Westbalkan? Leider im europäischen Warteraum vergessen
Es ist keine drei Monate her, da war eine nordeuropäische Regierungschefin in einem Hintergrundgespräch, aus dem nicht zitiert werden durfte, zu hören: Völliger Wahnsinn sei das, der Ukraine einen EU-Beitritt anzubieten. Alle anderen europäischen Regierungen waren gleichfalls verärgert oder zumindest sehr überrascht von der überfallsartigen Handreichung der EU-Kommissionschefin Von der Leyen an die Führung in Kiew.
Seit Donnerstagabend ist es nun amtlich: Sowohl die Ukraine als auch Moldawien sind EU-Kandidatenländer. Kein EU-Staats- oder -Regierungschef wollte beim Gipfel in Brüssel den Eindruck erwecken, man versage der sich verzweifelt wehrenden Ukraine die Unterstützung. Schließlich fiel die Zustimmung leicht, zumal doch alle wussten: Ein Ja zum Kandidatenstatus der Ukraine hat nur Symbolkraft – und sonst herzlich wenig Konsequenzen.
Wie wenig, das wissen die vier Westbalkanstaaten, die schon seit Jahren auf der Wartebank im Vorraum der EU sitzen. Serbien und Montenegro verhandeln zwar schon mit Brüssel. Aber die Gespräche verlaufen so quälend langsam, dass ihr erfolgreicher Abschluss so fern scheint wie der Sankt-Nimmerleins-Tag.
Nordmazedonien und Albanien durften bisher noch nicht einmal verhandeln. Erst jetzt, nachdem sich Bulgariens Parlament am Freitag endlich von seiner unsinnigen Blockade gegenüber dem Nachbarn Nordmazedonien verabschiedet hat, werden auch Tirana und Skopje Verhandlungen mit Brüssel aufnehmen. Vermutliches Ende der Gespräche: derselbe Sankt-Nimmerleins-Tag.
Und dann gibt es noch die zwei europäischen Stiefkinder Bosnien und Kosovo.

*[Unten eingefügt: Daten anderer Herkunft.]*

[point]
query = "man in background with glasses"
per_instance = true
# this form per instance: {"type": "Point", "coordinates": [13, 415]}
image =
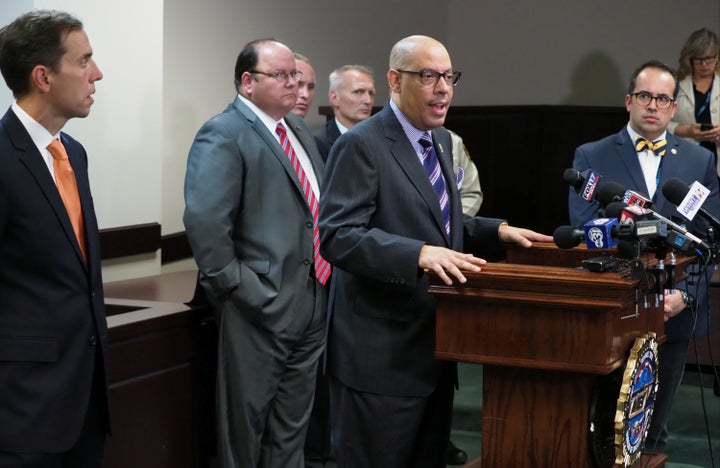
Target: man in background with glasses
{"type": "Point", "coordinates": [389, 212]}
{"type": "Point", "coordinates": [641, 157]}
{"type": "Point", "coordinates": [251, 189]}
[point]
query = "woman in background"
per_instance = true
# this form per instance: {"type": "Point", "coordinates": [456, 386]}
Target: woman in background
{"type": "Point", "coordinates": [698, 114]}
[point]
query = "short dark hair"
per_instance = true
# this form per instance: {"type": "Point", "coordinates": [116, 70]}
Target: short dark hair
{"type": "Point", "coordinates": [34, 38]}
{"type": "Point", "coordinates": [248, 58]}
{"type": "Point", "coordinates": [657, 65]}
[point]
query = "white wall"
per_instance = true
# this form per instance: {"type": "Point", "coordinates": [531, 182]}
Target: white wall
{"type": "Point", "coordinates": [169, 66]}
{"type": "Point", "coordinates": [577, 52]}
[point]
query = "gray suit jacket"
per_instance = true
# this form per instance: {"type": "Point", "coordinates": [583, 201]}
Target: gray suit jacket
{"type": "Point", "coordinates": [377, 211]}
{"type": "Point", "coordinates": [325, 137]}
{"type": "Point", "coordinates": [247, 220]}
{"type": "Point", "coordinates": [615, 159]}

Weil im Fall Bosnien der Staat dysfunktional ist und Kosovo im Streit mit Serbien liegt, sind beider Chancen winzig, sich auch nur vom Hinterhof in den Vorhof der EU zu bewegen.
Aber halt!
Wenn die EU bei der Ukraine all ihre strengen Beitrittsansprüche über Bord wirft, warum dann nicht auch für die Westbalkanstaaten?
Kanzler Nehammer hat recht, wenn er beklagt, dass in der EU „mit zweierlei Maß“ gemessen werde. So sehr warf er sich für die Balkanstaaten in die Bresche, dass er anfangs mit einem Junktim drohte: Ja zur Ukraine nur, wenn auch Bosnien Kandidatenstatus erhält.
Der außenpolitisch noch nicht ganz trittfeste Kanzler musste Lehrgeld geben, und sein angedrohtes Junktim war beim Gipfel in Brüssel vom Tisch. Druck für den Westbalkan zu machen, ist ihm aber geglückt. Dass da im Südosten Europas ein paar Staaten darauf warten, ernst genommen zu werden, ist jetzt wieder Thema.
Die EU müsste nun aber noch klären:
Hat die Idee, wieder Staaten aufzunehmen, wirklich ein Ziel?
Oder ist der Erweiterungsprozess – und so sieht es derzeit aus – nur ein ewiges Hinhalten zu armer, zu komplizierter und wenig erwünschter Beitrittswerber? Sprich: Makulatur?